— Допустим, но кто они и откуда появляются?
— Не из небесной канцелярии уж точно, — усмехнулась бабушка, — а
вообще толком никто ничего не знает. Сами хранители молчат, поэтому
за столько лет все стали считать их удручающей неизбежностью.
— И что плохого в том, что кто-то печётся о твоей жизни? —
учитывая события последних часов это был очень своевременный
вопрос.
— Алечка, — заметив, что я поёжилась, лёгким движением руки она
закрыла окно, — вот представь ситуацию, идёшь ты по улице, вдруг на
тебя налетает какой-нибудь скейтбордист или роллерист и,
оступившись, ты ломаешь каблук и ногу заодно, — я опешила от такой
фантазии, — так вот, дорогая моя внучка, Деамиурат сделает так, что
ногу сломает скейтбордист, ещё до того как вообще появится на
улице.
— Но это же… — с трудом подобрав нужное слово, я продолжила, —
бесчеловечно! — но на это заявление она лишь рассмеялась, вот
только смех не был таким уж весёлым.
— А кто здесь вообще человек? — заломив бровь, спросила она. — С
каждым днём долгой, невероятно долгой жизни в твоём окружении будет
всё меньше людей и всё больше таких вот не человеков, — бабушка
откинулась в кресле.
— А как же мама и Тим? — я вскинула на неё взгляд, полный
надежды.
— Всё, что мы можем — максимально продлить им жизнь, без
горестей и болезней, но сделать их бессмертными мы не в силах, —
она вновь закурила, достав сигарету дрожащей рукой.

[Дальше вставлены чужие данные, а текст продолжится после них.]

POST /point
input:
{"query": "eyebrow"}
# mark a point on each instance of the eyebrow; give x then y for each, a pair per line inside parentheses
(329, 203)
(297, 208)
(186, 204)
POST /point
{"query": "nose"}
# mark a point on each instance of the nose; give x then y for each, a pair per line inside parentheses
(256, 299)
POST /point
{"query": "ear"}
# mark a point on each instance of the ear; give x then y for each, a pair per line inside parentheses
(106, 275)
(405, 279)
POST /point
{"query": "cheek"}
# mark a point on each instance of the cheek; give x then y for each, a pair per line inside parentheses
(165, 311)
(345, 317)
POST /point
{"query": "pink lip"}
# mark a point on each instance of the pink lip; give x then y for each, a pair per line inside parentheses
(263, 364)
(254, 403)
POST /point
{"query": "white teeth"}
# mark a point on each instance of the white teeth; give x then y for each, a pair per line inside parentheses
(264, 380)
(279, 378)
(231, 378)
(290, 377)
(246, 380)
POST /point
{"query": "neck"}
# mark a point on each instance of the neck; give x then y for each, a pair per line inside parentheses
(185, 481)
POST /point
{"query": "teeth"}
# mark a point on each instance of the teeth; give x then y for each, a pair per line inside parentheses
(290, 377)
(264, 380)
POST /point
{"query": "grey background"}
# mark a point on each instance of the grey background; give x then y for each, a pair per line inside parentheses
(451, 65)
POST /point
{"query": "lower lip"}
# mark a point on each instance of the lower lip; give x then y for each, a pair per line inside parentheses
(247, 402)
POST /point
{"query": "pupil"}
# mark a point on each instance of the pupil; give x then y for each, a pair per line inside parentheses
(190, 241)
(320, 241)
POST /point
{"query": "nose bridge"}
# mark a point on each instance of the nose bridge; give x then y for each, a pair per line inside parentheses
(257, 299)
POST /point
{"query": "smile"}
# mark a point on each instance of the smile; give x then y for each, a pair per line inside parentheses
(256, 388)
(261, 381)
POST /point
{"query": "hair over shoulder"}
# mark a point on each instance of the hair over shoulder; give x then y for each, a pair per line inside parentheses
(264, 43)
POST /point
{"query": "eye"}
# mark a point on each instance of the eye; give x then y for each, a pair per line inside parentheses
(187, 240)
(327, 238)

— Это… — только представив как через пятьдесят или шестьдесят
лет я лишусь самых близких людей, оставаясь всё такой же молодой, у
меня перехватило дыхание.
— Бесчеловечно? — горько усмехнулась она. — Я была уверена, что
Ангелина станет одной из нас! — я вздрогнула, когда бабушка
грохнула кулаком по столу, подломив одну из ножек. — Я была уверена
в этом как в самой себе! Чёрта с два я решилась бы завести ребёнка
без этой уверенности, но судьба всё решает за нас!
— Как ты… — глядя на неё, мне не удавалось понять главное, — как
ты смирилась с тем, что тебе придётся хоронить свою дочь и
внуков?
— Я не должна говорить тебе это, — поделилась бабушка,
прикуривая третью сигарету, и как-то некстати мне вспомнилось что
иногда, приходя в гости, я чувствовала запах табака, но списывала
это на соседа со второго этажа, — но ты единственная, с кем я могу
поделиться, — затушив окурок, она подняла на меня взгляд. — После
её двадцатого дня рождения, попросив тётю Машу приглядывать за
Ангелиной, я спустилась в Нижний мир и трое суток выпали из моего
сознания. Я пыталась забыться и мне это удалось, но лишь на
короткое время, ровно до того момента, когда, вернувшись, я увидела
зелёные глаза твоей мамы и мне осталось одно — смириться и
продолжить жить с этой чёрной дырой в сердце.